I spent the weekend actually trying out Entire’s Checkpoints CLI and wanted to share what the experience is like from a working engineer’s perspective, not the 30,000-foot CTO/VP view.
Setup and first impressions
Checkpoints currently supports Claude Code and Gemini CLI. I tested it with Claude Code since that is my primary agent. Installation is straightforward – it is a CLI tool that you run alongside your existing agent workflow. You do not need to change how you use Claude Code at all. After a session, Checkpoints captures the reasoning trace and stores it on a hidden branch.
The “zero friction” claim is mostly accurate. Once installed, you forget it is there. It does not interfere with your normal git workflow, and your branch history stays clean. The reasoning traces live on entire/checkpoints/v1 and you only see them when you explicitly look.
What it actually captures
For each agent session, Checkpoints records:
- The prompts you gave the agent
- The agent’s reasoning chain (what it considered, what it rejected)
- Tool calls (file reads, writes, shell commands)
- The resulting code changes with before/after diffs
- Metadata about which model version was used
The detail level is impressive. I ran a session where I asked Claude Code to refactor a React component from class-based to functional with hooks, and the checkpoint included the agent’s reasoning about which lifecycle methods to map to which hooks, edge cases it considered, and why it chose useEffect cleanup patterns over alternatives.
Where it actually helped me
Here is the surprising part: I found the reasoning traces most valuable not for auditing but for learning. I have been using Claude Code for about a year, and I thought I understood how it approaches problems. But looking at the reasoning traces, I noticed patterns I had missed:
- The agent was considering performance implications I never explicitly asked about
- It was making accessibility decisions in my React code that I would have missed
- Some of its “choices” were actually model biases – it consistently preferred certain patterns over equally valid alternatives
This visibility changed how I prompt.
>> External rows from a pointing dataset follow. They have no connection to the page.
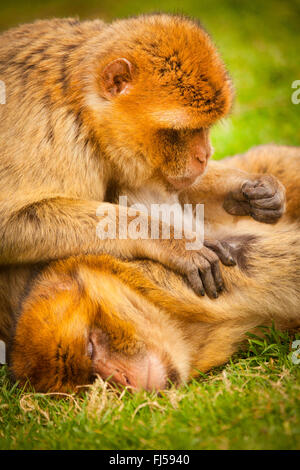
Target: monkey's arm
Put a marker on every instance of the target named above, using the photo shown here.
(230, 190)
(51, 228)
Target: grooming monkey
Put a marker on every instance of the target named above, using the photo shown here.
(97, 110)
(139, 324)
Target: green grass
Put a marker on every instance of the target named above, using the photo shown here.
(251, 403)
(254, 401)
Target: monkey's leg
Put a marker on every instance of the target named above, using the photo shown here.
(283, 162)
(58, 227)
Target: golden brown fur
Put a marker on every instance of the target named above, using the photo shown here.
(95, 110)
(142, 307)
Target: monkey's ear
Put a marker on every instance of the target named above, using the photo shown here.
(117, 78)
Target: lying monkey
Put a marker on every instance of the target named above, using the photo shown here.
(139, 323)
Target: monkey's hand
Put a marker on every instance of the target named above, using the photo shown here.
(263, 198)
(201, 268)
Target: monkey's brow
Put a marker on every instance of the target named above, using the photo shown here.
(175, 119)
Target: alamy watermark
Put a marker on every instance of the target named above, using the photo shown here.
(296, 94)
(137, 222)
(2, 92)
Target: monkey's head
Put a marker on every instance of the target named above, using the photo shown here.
(67, 334)
(154, 95)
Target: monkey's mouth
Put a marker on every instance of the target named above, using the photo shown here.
(181, 182)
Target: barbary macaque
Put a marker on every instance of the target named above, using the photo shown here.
(97, 110)
(139, 324)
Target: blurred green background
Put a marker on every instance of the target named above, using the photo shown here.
(259, 41)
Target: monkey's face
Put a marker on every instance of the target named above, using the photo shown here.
(160, 97)
(65, 338)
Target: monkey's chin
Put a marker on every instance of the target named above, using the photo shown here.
(179, 183)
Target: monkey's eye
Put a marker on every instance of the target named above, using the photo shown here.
(90, 349)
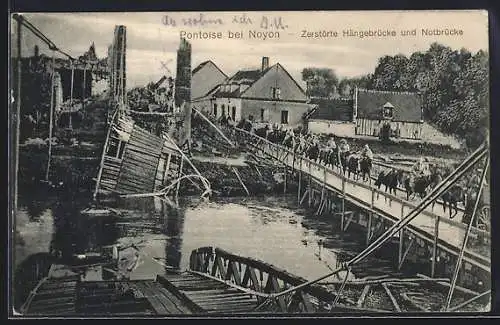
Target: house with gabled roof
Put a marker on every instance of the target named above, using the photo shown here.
(205, 77)
(331, 116)
(266, 95)
(403, 111)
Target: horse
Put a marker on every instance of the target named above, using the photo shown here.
(288, 141)
(365, 166)
(262, 132)
(324, 155)
(332, 158)
(416, 185)
(390, 179)
(343, 160)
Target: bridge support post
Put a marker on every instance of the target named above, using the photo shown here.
(298, 189)
(434, 248)
(179, 175)
(369, 228)
(311, 193)
(401, 239)
(284, 179)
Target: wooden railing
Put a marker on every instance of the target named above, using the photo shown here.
(280, 153)
(263, 279)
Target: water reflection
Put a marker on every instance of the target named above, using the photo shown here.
(153, 237)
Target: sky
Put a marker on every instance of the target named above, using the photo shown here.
(152, 44)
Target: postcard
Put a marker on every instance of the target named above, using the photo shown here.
(249, 163)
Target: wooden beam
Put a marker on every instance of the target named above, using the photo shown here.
(299, 186)
(276, 288)
(369, 228)
(434, 248)
(412, 302)
(304, 196)
(406, 253)
(349, 221)
(307, 302)
(393, 300)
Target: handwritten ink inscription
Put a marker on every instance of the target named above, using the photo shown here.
(200, 20)
(264, 22)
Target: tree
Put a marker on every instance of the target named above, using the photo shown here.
(321, 82)
(389, 71)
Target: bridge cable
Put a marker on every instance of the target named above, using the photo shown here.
(464, 244)
(213, 125)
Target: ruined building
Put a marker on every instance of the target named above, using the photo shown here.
(182, 95)
(117, 64)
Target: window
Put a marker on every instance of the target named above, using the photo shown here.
(284, 117)
(275, 93)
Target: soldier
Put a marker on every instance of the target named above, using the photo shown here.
(331, 143)
(344, 147)
(421, 167)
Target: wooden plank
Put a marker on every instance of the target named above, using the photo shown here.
(157, 304)
(220, 266)
(228, 299)
(184, 309)
(306, 301)
(362, 298)
(226, 291)
(181, 294)
(163, 298)
(142, 158)
(144, 141)
(201, 286)
(134, 161)
(138, 174)
(135, 180)
(142, 154)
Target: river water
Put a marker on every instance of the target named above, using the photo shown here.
(271, 228)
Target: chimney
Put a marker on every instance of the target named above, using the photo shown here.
(265, 63)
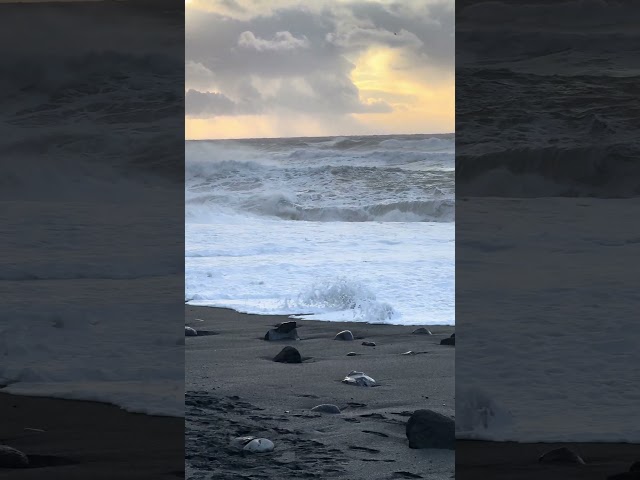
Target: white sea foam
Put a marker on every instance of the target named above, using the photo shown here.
(336, 229)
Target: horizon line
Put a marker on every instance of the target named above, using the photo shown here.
(315, 136)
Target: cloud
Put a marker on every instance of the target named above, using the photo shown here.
(299, 58)
(282, 41)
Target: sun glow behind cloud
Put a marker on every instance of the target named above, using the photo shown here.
(389, 90)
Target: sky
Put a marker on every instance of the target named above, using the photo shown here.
(287, 68)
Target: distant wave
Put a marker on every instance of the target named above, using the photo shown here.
(391, 179)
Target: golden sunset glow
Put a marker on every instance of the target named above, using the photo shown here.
(420, 99)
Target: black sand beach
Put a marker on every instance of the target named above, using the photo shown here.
(476, 460)
(234, 388)
(75, 440)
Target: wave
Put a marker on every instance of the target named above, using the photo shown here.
(607, 172)
(284, 207)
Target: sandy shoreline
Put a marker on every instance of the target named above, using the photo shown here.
(510, 460)
(234, 388)
(69, 439)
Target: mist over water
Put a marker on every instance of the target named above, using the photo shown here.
(336, 228)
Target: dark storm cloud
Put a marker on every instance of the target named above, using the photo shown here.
(296, 57)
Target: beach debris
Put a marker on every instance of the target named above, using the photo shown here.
(288, 355)
(344, 335)
(283, 331)
(561, 455)
(259, 445)
(422, 331)
(286, 327)
(12, 458)
(429, 429)
(239, 443)
(449, 341)
(326, 408)
(359, 379)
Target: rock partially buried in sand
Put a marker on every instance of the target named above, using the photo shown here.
(283, 331)
(429, 429)
(326, 408)
(448, 341)
(359, 379)
(288, 355)
(345, 335)
(239, 443)
(12, 458)
(259, 445)
(422, 331)
(561, 455)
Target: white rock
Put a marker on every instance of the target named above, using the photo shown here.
(359, 379)
(259, 445)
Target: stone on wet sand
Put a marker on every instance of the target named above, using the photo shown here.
(288, 355)
(359, 379)
(422, 331)
(286, 327)
(283, 331)
(429, 429)
(345, 335)
(326, 408)
(12, 458)
(259, 445)
(561, 455)
(239, 443)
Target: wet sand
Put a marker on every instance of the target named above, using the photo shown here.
(234, 388)
(476, 460)
(76, 440)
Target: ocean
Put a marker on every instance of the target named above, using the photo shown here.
(548, 190)
(357, 228)
(91, 290)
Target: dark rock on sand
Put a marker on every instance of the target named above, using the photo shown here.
(422, 331)
(429, 429)
(344, 335)
(359, 379)
(239, 442)
(326, 408)
(283, 331)
(12, 458)
(288, 355)
(286, 327)
(561, 455)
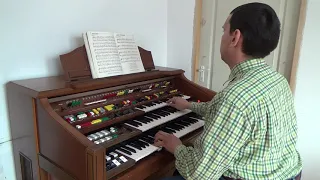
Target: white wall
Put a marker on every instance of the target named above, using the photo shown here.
(34, 33)
(307, 94)
(180, 34)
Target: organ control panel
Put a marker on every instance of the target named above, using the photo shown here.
(100, 129)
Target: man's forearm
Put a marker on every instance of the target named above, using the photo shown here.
(199, 108)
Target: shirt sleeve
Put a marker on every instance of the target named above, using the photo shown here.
(199, 108)
(225, 133)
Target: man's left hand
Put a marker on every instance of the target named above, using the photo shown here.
(166, 140)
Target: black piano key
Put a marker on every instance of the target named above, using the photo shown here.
(148, 104)
(150, 141)
(124, 150)
(191, 120)
(129, 149)
(179, 125)
(147, 119)
(139, 124)
(135, 145)
(141, 144)
(159, 114)
(133, 123)
(152, 116)
(142, 120)
(141, 107)
(175, 127)
(170, 131)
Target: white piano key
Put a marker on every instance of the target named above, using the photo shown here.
(158, 106)
(140, 154)
(189, 129)
(160, 121)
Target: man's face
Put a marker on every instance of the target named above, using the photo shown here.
(225, 41)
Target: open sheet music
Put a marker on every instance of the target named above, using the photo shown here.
(112, 54)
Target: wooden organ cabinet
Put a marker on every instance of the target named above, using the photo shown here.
(75, 127)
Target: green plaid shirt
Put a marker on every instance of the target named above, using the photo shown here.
(250, 129)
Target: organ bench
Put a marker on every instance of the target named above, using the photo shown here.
(97, 129)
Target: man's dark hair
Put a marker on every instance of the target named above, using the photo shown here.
(259, 26)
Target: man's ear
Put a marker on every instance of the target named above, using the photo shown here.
(236, 35)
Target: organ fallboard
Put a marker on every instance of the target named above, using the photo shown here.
(75, 127)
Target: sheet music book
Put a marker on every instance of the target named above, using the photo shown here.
(112, 54)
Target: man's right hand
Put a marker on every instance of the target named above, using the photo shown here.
(179, 103)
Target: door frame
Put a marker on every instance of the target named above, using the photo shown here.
(197, 35)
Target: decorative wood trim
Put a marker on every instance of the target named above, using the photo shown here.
(36, 134)
(296, 55)
(196, 39)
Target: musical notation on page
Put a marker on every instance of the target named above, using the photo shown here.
(112, 54)
(106, 54)
(129, 54)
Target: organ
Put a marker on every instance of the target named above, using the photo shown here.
(75, 127)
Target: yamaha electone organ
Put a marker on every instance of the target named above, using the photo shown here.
(76, 127)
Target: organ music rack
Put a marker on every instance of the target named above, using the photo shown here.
(47, 145)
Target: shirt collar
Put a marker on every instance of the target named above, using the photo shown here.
(245, 66)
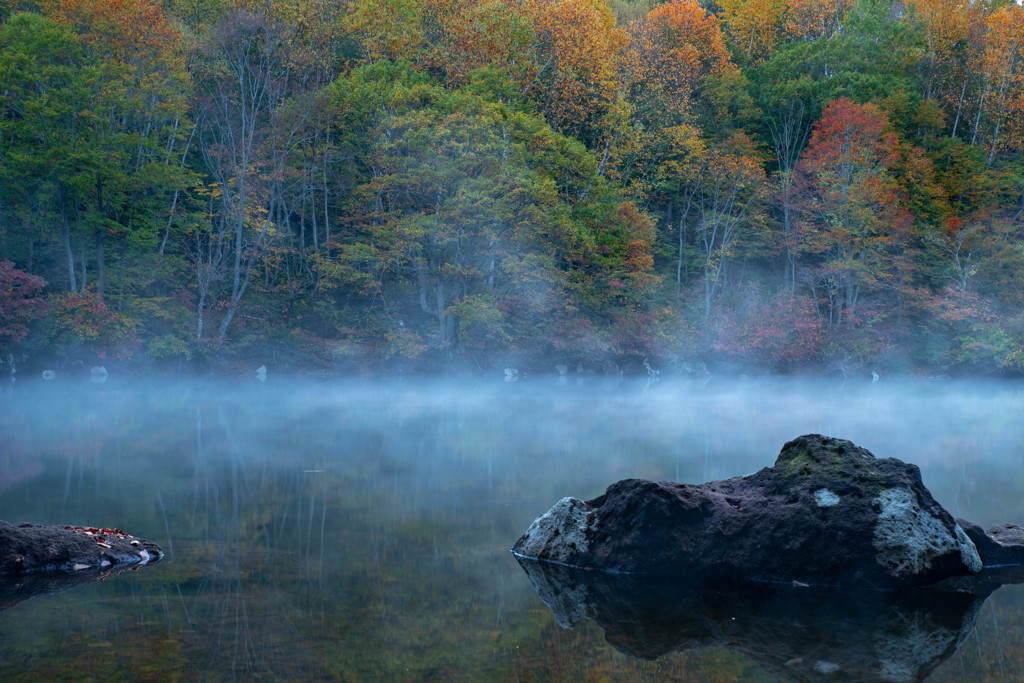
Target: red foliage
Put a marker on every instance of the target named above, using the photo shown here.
(20, 300)
(84, 319)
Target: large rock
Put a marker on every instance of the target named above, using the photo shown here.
(793, 632)
(42, 548)
(827, 513)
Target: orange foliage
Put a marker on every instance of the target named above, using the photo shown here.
(675, 49)
(855, 213)
(758, 27)
(131, 32)
(578, 46)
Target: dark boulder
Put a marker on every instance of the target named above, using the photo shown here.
(793, 632)
(41, 548)
(827, 513)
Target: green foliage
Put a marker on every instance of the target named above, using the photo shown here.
(408, 182)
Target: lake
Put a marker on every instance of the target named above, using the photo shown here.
(360, 531)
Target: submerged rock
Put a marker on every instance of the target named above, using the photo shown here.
(827, 513)
(43, 548)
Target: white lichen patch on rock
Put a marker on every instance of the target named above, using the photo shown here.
(907, 539)
(825, 498)
(826, 668)
(969, 552)
(560, 535)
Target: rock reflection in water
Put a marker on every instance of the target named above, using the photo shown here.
(795, 633)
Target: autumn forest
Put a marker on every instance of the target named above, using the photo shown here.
(449, 185)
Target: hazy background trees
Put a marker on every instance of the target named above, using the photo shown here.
(356, 185)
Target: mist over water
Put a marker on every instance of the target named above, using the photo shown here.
(360, 529)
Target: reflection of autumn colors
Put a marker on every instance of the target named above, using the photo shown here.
(342, 530)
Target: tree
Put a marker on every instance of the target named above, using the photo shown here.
(20, 302)
(731, 184)
(676, 48)
(854, 216)
(246, 142)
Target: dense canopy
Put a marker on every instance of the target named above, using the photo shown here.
(365, 185)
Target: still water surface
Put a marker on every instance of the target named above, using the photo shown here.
(360, 531)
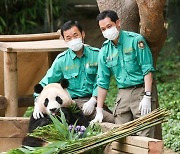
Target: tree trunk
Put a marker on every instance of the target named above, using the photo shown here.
(151, 26)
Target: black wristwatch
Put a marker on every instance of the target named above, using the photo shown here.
(147, 93)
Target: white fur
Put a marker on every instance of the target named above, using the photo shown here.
(51, 91)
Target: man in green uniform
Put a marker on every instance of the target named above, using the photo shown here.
(126, 56)
(78, 64)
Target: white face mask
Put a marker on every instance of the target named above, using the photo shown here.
(111, 34)
(75, 44)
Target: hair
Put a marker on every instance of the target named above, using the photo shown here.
(107, 13)
(68, 25)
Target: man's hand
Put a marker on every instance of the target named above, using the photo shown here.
(99, 115)
(89, 106)
(37, 114)
(145, 105)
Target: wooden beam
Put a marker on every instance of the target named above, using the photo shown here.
(30, 37)
(3, 102)
(26, 101)
(10, 83)
(34, 46)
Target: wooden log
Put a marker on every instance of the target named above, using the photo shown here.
(3, 102)
(10, 83)
(34, 46)
(30, 37)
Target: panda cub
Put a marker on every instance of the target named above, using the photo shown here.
(51, 99)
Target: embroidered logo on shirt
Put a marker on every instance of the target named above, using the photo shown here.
(141, 44)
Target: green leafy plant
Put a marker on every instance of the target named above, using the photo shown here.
(69, 145)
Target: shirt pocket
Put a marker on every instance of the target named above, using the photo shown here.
(131, 64)
(72, 78)
(113, 66)
(91, 73)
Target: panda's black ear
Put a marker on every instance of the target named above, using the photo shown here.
(38, 88)
(64, 83)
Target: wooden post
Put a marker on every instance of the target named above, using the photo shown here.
(10, 83)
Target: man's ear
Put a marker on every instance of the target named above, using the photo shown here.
(83, 35)
(38, 88)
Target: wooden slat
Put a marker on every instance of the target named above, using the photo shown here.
(29, 37)
(10, 83)
(3, 102)
(34, 46)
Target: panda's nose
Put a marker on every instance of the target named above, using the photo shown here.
(53, 109)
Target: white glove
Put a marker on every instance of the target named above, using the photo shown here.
(88, 107)
(145, 105)
(37, 114)
(99, 116)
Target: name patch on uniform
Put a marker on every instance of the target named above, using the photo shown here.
(128, 50)
(141, 44)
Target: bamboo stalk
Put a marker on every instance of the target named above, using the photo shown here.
(155, 117)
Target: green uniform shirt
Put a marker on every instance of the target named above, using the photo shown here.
(80, 72)
(129, 61)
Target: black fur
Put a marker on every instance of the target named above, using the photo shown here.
(38, 88)
(71, 118)
(64, 83)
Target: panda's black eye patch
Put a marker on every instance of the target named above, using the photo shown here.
(46, 102)
(59, 100)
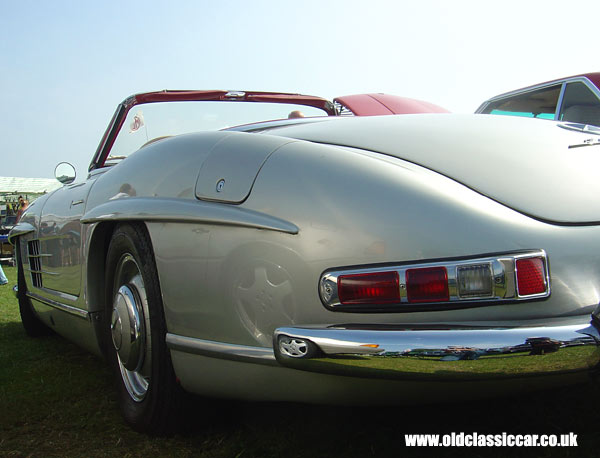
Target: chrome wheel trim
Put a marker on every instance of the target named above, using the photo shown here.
(130, 328)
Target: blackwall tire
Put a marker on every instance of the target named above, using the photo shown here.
(149, 396)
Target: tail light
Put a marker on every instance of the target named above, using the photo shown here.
(428, 284)
(376, 287)
(510, 277)
(531, 278)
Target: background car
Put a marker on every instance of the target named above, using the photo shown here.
(574, 99)
(319, 258)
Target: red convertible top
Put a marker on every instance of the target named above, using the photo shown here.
(386, 104)
(239, 96)
(360, 105)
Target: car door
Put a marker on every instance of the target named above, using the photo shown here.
(60, 238)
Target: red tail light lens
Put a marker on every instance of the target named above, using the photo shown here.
(369, 288)
(530, 276)
(429, 284)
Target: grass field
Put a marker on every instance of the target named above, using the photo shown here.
(57, 400)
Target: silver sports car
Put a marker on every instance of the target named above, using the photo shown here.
(317, 257)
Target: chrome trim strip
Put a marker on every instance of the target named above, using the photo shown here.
(559, 102)
(19, 230)
(188, 211)
(59, 306)
(34, 271)
(220, 350)
(440, 354)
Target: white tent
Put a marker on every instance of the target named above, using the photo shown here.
(16, 185)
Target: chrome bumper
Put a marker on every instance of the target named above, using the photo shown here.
(442, 353)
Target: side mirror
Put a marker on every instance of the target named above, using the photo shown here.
(65, 173)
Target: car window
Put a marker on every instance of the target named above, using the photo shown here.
(580, 105)
(146, 123)
(540, 103)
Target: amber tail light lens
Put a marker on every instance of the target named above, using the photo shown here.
(369, 288)
(530, 276)
(429, 284)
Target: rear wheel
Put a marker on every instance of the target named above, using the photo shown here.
(31, 323)
(149, 396)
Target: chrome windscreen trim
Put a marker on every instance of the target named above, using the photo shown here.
(221, 350)
(60, 306)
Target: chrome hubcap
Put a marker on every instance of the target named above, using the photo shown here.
(126, 328)
(130, 328)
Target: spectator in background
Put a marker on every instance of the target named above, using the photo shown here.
(23, 204)
(3, 279)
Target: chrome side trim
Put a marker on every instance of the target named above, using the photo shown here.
(59, 306)
(189, 211)
(221, 350)
(420, 352)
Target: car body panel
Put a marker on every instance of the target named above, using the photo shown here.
(537, 171)
(239, 264)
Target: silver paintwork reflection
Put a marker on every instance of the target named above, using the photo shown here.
(22, 228)
(59, 305)
(190, 211)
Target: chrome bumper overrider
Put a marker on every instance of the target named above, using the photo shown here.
(439, 353)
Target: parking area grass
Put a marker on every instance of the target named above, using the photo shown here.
(57, 400)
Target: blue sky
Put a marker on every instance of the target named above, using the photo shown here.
(67, 64)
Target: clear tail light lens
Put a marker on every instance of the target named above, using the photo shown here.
(474, 280)
(369, 288)
(429, 284)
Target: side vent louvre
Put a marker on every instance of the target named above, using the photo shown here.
(35, 262)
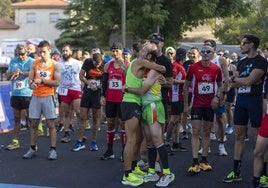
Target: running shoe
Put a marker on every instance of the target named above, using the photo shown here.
(65, 139)
(232, 177)
(143, 165)
(93, 146)
(205, 166)
(213, 136)
(150, 177)
(108, 155)
(30, 154)
(78, 146)
(168, 148)
(71, 128)
(116, 136)
(165, 180)
(229, 129)
(138, 172)
(132, 180)
(194, 169)
(52, 154)
(14, 144)
(263, 181)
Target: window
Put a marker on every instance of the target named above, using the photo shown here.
(31, 17)
(53, 17)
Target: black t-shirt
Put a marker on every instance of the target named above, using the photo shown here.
(93, 73)
(165, 61)
(245, 67)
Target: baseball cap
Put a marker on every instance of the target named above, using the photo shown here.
(170, 50)
(117, 45)
(95, 50)
(126, 51)
(210, 42)
(181, 53)
(156, 38)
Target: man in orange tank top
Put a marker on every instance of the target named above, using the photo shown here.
(44, 76)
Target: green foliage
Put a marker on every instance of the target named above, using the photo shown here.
(143, 17)
(231, 30)
(76, 30)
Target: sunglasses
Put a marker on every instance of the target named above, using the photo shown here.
(244, 42)
(203, 51)
(22, 54)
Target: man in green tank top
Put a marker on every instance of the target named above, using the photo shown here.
(131, 113)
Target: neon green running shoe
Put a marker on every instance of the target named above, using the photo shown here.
(132, 180)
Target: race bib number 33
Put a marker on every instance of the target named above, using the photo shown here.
(115, 84)
(205, 88)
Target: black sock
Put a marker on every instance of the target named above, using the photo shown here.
(133, 165)
(264, 169)
(169, 131)
(33, 147)
(110, 147)
(151, 156)
(256, 181)
(203, 159)
(195, 161)
(237, 166)
(52, 148)
(163, 154)
(127, 172)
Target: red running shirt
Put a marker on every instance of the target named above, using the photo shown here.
(204, 80)
(116, 80)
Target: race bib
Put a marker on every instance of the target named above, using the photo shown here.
(205, 88)
(63, 91)
(115, 84)
(18, 85)
(95, 82)
(244, 89)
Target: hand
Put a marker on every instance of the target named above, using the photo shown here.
(161, 79)
(215, 102)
I started giving more specific instructions about trade-offs I wanted the agent to optimize for, and the output quality improved noticeably.
Where it falls short
A few real problems I hit:
-
Storage bloat: After a week of normal usage, the checkpoint data was about 3x the size of my actual codebase. For a solo developer this is fine, but at team scale with 50+ engineers, this is going to be a significant storage issue.
-
No search yet: You can browse checkpoints chronologically, but there is no semantic search. I wanted to ask “show me every time the agent made a security-related decision” and that is not possible today. Dohmke has said this is coming with the semantic reasoning layer, but right now you are scrolling through raw traces.
-
Context window limits: The reasoning traces are only as good as what the agent actually logged. Some sessions had gaps where the agent’s reasoning was truncated due to context window limits. You get a partial picture, which might be worse than no picture if you are relying on it for compliance.
-
Multi-agent workflows: I sometimes use Claude Code and Cursor in the same project. Checkpoints only captures the Claude Code sessions. If I switch to Cursor mid-task, there is a gap in the trace that makes the audit trail incomplete.
The developer experience verdict
Honestly? As an individual developer, Checkpoints is a nice-to-have, not a must-have. The learning benefits are real but subtle. Where I see the real value is at the team level – if I can look at a teammate’s checkpoint to understand why their AI agent made a particular architectural decision in a PR I am reviewing, that significantly improves code review quality.
But it needs search, it needs multi-agent support, and the storage issue needs a solution before it is viable for serious team adoption. I give it a 7/10 for potential and a 5/10 for current utility.
Has anyone else hands-on tested this? Curious if your experience matches mine.